On Queen Street is a relatively new park called Ivan Forrest Gardens. It was named for Ivan Forrest, who was a commissioner of Parks and Recreation for the City of Toronto prior to amalgamation. Forrest was responsible for many new programs, and was a very progressive commissioner – a person ahead of his time in his field.

Stewart Manor

The bridge over the Glen Stewart Ravine as it looked in 1921. PHOTO: City of Toronto Archives, Fonds 1244, Item 1734

The bridge over the Glen Stewart Ravine as it looked in 1921.
PHOTO: City of Toronto Archives, Fonds 1244, Item 1734

After McLean Howard moved out of the Glen Duart Ravine, a large real estate company decided to renovate the estate into homes that are still there today. The company called the property Stewart Manor. They hired Lorrie Alfreda Dunington-Grubb, probably one of the best known landscape architects of her time, to design the landscaping.

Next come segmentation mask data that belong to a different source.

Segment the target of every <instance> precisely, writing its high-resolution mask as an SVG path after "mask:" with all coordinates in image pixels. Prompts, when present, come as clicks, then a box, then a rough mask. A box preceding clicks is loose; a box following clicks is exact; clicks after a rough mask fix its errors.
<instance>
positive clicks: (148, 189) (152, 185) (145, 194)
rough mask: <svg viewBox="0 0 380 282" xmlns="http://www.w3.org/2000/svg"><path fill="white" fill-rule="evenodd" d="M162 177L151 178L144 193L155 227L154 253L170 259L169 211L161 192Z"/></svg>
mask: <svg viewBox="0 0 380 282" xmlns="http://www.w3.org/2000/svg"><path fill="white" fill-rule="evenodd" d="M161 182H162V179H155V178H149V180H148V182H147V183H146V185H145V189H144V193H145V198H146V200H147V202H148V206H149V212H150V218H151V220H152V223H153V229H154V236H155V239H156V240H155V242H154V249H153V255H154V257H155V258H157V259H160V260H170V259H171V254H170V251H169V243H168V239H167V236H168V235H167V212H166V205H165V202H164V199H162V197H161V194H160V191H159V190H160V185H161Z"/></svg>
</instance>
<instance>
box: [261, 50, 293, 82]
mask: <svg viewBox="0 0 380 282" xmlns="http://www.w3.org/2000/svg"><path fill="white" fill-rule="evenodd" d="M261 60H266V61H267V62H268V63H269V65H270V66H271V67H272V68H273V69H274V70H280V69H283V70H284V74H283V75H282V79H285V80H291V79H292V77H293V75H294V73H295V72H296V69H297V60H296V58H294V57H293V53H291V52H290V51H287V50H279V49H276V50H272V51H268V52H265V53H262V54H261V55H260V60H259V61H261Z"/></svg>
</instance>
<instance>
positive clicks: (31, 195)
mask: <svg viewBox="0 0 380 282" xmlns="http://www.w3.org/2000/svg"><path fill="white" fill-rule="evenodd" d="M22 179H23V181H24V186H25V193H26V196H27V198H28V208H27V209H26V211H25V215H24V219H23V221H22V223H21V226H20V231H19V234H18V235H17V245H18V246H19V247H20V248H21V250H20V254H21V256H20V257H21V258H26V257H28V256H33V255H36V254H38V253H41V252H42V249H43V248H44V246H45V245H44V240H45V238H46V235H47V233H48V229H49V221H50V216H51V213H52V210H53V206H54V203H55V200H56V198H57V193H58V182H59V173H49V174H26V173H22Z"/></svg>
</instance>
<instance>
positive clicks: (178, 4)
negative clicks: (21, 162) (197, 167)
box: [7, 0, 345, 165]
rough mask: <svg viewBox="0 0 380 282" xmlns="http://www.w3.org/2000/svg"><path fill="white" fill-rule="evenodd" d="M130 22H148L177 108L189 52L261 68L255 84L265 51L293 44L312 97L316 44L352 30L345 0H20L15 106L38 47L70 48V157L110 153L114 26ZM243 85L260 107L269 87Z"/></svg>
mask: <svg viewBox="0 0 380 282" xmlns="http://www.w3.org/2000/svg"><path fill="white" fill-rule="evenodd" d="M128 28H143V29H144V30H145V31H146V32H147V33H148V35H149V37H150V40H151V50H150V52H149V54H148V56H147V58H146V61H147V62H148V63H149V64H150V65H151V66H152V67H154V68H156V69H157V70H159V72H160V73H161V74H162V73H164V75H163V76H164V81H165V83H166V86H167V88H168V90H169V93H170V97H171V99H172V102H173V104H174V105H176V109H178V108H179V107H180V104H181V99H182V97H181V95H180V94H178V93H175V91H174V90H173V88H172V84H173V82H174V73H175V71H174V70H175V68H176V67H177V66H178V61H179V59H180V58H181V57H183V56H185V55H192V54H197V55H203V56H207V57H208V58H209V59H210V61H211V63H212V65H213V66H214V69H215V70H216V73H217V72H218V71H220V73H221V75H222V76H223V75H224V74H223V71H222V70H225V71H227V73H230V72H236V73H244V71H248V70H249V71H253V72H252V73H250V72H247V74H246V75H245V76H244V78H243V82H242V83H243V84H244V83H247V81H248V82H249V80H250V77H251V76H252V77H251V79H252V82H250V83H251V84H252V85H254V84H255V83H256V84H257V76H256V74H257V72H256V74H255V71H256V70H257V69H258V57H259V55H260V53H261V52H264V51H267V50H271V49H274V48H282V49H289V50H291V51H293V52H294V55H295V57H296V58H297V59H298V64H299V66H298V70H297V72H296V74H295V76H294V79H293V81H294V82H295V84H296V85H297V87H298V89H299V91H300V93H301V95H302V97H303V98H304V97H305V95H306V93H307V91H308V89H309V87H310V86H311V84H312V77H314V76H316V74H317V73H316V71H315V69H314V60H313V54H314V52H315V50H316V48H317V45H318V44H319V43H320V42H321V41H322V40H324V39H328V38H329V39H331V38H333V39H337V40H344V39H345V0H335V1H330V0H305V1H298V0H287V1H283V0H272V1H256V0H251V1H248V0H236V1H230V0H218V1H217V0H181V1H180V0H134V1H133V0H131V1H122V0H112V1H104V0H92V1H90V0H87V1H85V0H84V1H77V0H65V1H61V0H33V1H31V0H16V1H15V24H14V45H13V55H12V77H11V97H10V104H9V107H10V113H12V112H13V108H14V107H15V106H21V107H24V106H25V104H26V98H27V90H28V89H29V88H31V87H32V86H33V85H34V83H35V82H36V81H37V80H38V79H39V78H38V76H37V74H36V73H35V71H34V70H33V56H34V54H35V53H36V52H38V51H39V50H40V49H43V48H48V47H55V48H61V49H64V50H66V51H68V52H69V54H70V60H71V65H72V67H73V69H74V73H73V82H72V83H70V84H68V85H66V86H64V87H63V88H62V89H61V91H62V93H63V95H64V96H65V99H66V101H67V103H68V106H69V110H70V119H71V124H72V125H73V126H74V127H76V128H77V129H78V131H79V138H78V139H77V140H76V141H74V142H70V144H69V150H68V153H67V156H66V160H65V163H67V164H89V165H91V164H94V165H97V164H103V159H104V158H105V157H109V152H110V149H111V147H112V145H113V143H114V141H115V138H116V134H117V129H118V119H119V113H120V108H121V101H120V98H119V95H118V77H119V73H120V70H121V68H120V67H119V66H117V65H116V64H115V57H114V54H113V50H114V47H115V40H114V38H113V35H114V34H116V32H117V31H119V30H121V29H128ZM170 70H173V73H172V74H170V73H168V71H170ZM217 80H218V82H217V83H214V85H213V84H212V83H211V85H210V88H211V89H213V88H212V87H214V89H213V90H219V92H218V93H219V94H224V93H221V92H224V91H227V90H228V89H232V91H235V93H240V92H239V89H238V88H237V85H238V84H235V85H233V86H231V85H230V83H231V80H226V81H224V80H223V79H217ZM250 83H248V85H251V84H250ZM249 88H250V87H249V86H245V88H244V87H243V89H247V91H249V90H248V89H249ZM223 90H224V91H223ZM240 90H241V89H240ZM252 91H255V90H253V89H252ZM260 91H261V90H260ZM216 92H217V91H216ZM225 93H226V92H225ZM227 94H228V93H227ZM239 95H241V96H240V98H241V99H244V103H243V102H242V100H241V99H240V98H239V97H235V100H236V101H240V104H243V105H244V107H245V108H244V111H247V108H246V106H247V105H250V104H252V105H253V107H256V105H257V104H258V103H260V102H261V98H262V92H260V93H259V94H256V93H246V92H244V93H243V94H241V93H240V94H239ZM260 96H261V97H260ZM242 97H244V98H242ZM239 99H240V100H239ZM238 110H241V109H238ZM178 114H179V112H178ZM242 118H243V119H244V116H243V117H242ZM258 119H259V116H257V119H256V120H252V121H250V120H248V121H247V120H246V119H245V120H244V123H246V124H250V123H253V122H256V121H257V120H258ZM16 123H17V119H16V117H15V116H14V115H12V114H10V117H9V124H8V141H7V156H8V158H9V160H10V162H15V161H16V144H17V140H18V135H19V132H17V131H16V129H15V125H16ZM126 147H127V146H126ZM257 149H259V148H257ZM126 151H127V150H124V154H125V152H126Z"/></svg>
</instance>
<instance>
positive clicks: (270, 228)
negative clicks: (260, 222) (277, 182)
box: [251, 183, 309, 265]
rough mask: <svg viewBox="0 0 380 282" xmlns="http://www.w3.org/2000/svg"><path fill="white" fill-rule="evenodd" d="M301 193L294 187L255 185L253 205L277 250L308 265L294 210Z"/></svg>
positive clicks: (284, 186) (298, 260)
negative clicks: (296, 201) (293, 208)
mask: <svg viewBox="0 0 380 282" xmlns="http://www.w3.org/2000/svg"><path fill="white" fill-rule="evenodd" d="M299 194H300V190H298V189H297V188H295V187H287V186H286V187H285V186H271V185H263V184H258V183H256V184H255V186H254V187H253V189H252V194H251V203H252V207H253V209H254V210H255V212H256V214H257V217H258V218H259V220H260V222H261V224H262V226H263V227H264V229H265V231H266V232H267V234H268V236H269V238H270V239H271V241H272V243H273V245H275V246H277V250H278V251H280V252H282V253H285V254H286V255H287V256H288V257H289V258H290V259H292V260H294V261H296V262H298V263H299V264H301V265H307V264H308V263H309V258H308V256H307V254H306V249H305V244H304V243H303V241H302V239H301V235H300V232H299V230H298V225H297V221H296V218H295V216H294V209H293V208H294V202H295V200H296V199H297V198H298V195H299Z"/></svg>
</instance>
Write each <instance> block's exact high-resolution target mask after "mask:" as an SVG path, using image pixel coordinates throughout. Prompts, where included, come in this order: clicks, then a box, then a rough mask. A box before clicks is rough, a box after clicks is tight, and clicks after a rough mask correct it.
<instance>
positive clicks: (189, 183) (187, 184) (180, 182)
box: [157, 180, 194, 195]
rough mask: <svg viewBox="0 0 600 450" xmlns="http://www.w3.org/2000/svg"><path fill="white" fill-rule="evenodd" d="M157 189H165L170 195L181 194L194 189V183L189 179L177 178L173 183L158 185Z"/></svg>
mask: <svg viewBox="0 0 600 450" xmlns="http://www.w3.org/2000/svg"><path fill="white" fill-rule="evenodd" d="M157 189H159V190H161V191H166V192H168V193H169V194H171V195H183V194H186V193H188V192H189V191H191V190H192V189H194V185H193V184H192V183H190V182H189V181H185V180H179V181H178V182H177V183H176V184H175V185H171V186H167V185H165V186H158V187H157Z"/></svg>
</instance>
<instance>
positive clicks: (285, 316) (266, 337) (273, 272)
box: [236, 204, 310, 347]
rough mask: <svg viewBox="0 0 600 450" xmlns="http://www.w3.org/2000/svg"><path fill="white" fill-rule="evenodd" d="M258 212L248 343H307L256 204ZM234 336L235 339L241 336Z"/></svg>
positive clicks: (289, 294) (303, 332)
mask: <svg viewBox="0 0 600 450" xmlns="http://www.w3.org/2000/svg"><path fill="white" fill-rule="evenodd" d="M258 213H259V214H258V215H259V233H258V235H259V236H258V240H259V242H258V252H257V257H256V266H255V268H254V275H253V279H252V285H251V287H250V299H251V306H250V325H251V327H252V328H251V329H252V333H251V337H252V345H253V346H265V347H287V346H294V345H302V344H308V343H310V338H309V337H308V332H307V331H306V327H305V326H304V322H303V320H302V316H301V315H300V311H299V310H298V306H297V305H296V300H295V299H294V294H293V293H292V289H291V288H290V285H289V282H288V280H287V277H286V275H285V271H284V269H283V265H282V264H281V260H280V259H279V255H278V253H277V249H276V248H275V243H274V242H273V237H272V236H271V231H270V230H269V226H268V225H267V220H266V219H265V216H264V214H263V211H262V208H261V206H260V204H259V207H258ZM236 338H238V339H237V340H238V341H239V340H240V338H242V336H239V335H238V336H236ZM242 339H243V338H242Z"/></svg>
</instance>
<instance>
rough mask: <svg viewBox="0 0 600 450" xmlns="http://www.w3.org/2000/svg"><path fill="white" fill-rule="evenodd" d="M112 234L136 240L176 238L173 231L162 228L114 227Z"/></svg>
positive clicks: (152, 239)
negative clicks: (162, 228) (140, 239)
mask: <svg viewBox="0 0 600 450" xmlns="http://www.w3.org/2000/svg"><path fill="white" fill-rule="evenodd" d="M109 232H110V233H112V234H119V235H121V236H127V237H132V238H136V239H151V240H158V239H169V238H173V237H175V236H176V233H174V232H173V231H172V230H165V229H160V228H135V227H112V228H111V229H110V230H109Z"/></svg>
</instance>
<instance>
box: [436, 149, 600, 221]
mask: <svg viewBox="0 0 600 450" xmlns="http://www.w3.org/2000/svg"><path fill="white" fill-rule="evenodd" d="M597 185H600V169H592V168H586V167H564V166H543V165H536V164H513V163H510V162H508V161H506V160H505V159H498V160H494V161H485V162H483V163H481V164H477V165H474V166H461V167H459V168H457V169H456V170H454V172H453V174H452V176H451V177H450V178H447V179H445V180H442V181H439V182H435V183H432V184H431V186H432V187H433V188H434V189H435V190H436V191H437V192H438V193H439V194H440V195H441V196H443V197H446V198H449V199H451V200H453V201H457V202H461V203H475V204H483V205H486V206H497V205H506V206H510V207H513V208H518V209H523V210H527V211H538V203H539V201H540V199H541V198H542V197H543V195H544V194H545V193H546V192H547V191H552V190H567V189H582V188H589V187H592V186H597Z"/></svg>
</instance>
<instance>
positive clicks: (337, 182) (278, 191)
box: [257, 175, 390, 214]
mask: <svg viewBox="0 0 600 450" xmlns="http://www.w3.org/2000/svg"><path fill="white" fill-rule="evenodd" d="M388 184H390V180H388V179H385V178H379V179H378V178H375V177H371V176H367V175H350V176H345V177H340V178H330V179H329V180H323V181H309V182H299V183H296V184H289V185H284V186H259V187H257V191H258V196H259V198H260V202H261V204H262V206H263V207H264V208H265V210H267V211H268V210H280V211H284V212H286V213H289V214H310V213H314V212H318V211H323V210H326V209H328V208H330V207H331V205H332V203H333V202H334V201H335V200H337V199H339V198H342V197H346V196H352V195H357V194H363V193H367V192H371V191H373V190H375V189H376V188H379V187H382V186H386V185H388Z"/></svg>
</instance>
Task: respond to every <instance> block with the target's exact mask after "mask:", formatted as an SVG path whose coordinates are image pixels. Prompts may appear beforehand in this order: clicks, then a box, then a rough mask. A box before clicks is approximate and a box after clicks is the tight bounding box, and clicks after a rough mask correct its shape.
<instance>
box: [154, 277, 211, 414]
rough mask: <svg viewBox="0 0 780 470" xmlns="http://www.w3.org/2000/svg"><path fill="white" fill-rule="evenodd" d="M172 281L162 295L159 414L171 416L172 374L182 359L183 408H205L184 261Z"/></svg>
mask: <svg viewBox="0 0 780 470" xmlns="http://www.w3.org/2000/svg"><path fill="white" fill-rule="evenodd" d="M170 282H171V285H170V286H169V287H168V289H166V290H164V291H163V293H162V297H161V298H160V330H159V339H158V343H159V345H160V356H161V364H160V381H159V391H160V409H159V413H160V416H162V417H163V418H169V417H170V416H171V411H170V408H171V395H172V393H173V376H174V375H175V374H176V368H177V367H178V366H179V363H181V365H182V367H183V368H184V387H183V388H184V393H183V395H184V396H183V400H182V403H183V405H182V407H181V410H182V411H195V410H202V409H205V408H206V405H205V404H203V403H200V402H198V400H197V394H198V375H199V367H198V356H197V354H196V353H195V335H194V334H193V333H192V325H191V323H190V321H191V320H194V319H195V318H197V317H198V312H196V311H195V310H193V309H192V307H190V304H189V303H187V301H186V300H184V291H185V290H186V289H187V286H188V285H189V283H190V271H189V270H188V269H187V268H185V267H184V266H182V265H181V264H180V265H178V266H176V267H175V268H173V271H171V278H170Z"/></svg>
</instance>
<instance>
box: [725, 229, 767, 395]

She was born in England and studied garden design and later landscape architecture. After coming to Canada with her husband they established the well-known Sheridan Nurseries.

South of Queen

Below Queen Street the ravine extended to the lake. This land had a stream running into the lake. At one time this was a farm belonging to a Mr. O’Connor. Later O’Connor willed the land to a religious order and it became the House of Providence Farm. In 1907 the land was bought by a syndicate that built the Scarboro Beach Amusement Park, which lasted until 1926. Later it was developed into the Price Brothers housing complex, with outstanding four-plexes, many still relatively unchanged.

The present ravine

Glen Stewart Ravine to me and many other Beachers is like an oasis in the desert. When one starts to walk south through the nature trail it’s like another world. You can hear birds chirping, the sound of the small babbling brook, but you can’t hear the noisy traffic of the city. In the spring you can see migrating birds heading south – a bird-watcher’s paradise. Besides the birds and animals one can see a variety of trees.

This idyllic setting was a utopia for people like the late, great naturalist Fred Bodsworth, who told me about this great escape from the city.

It is best that you come here yourself to hear, smell, and see the wonders of this great nature trail. When walking through this green maze you can go back in time hundreds of years to when the native people travelled these areas. Coming down to Glen Manor you can see the vestiges of the ponds that used to be there long ago. Going under the bridge and south to the waterfall in Ivan Forrest Gardens, one can thank the Lord (and the parks department) for keeping this a great site for all.